El retorno desde las quemadas y las quemadillas
Venimos de un agosto sórdido de bretones y borinagas, de quemadas y quemadillas, y de un Ecce Homo
de rostro desviado. Ha ardido el sol con la complicidad de una mano
siniestra, y ha destellado el arma criminal del estío más febril, el
cual ha dejado las cenizas intencionadas de nuestra querida fauna y
flora, y hasta las cenizas increíbles de dos niños, bajo la autoría de
su propio autor. El fuego de este agosto ha sido el más monstruoso de
cuantos puedan pensarse: los propios lugareños queman sus montes como el
propio padre quema a a sus hijos. Ha sido un agosto que busca el
refugio sosegado de nuestras casas.
Venimos de un agosto de soles y sales hirientes, de medusas tapadas y voraces, un agosto
de mordeduras de la plaga errante de Merinaleda, un agosto donde el
juez del 11-M, Sr Bermúdez de Castro, busca el estrellato que le
quitaron al otro juez, al prevaricador, aclarando el astro naciente su
contorno cuando quiere hincar el diente al ministro del Interior y come
con el conspirador mayor del Reino, de nombre Rubalcaba.
Ha sido este un agosto hiriente, sí, cuando hemos sabido de los informes contundentemente torcidos de los servicios de la Policía Nacional sobre el caso de la finca ‘Las Quemadillas’, un mal enquistado que alarma y asusta como cueva de malicia.
Venimos de un agosto de siestas entornadas y entonadas por el clamor de Puritos y Contadores, venimos de unos Juegos Olímpicos de Londres que ayer había querido para sí el Madrid de la España
hoy asfixiada, la misma que debió respirar al verse descargada, al
verse en trance de necesidad.
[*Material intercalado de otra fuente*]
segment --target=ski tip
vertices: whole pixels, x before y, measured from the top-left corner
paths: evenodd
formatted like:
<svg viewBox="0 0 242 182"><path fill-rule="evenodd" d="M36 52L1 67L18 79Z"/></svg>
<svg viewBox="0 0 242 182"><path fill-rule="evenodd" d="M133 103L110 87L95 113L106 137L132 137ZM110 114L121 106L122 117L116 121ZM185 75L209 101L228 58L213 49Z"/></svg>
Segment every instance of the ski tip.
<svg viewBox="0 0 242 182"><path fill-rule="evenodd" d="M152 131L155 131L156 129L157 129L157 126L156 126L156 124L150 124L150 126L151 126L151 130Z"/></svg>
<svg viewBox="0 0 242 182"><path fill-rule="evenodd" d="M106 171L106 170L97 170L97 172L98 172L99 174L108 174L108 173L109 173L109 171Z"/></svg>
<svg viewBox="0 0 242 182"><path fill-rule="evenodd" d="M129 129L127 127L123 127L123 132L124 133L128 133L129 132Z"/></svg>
Y es en esos trances de estrechez cuando
surge la raza de la mujer española, la que dejó su impronta en la Olimpiada. A su vez, los gigantes unidos del ‘basket’ supieron perder su alto complejo ante el mito americano. Este
agosto de superación nos habla del retorno a la brega de voluntades
unidas, que no se dejan apabullar de antemano por el derrotismo de los
mezquinos, los que buscan la confusión en río revuelto.
Hemos
retornado así a casa, la cual refleja nuestra ausencia y nos mira
distante. Hemos vuelto a la plaza de Cervantes, de la que ignoramos la
causa de esas rayas blancas en su contorno de asfalto. Como si las niñas
del pueblo, en nuestra ausencia, hubieran jugado a la patita coja.
Cerca de allí, en la calle de San Julián, en la tapia del jardín de
Caracciolos, la enredadera ha crecido exuberante, tapona los enrejados y
revierte verticalmente hasta el suelo como el traje talar de la ciudad
levítica. Desde la senda de tierra del Parque Ferial, que
ribetea el caz, se aprecia que la vegetación ha crecido tanto, que la
vista no puede descansar sobre el agua, atorada de plumíferos y
cañaverales.
Hemos vuelto a Alcalá, cuyo nombre reconocimos este agosto en una emisora con resonancias de Sergio Dalma y La Oreja de Van Gogh, con fragancias de ‘la huerta del obispo’, cuyo nombre, desde lejos, me trajo los aromas de la Oleza de Gabriel Miró. Y, al llegar, nos han contado, que el nuevo alcalde, rumboso, ha invitado a toda la barra a las músicas de la Huerta.
Hemos
vuelto a Alcalá en un agosto rebosante de carrozas, un agosto que
rebasa sus días de alegría callejera y se mete en un sábado de vísperas
ilusionadas. Las carrozas son el epílogo agridulce de unas fiestas que acaban, y han de ser el preludio vigoroso de un curso que nace.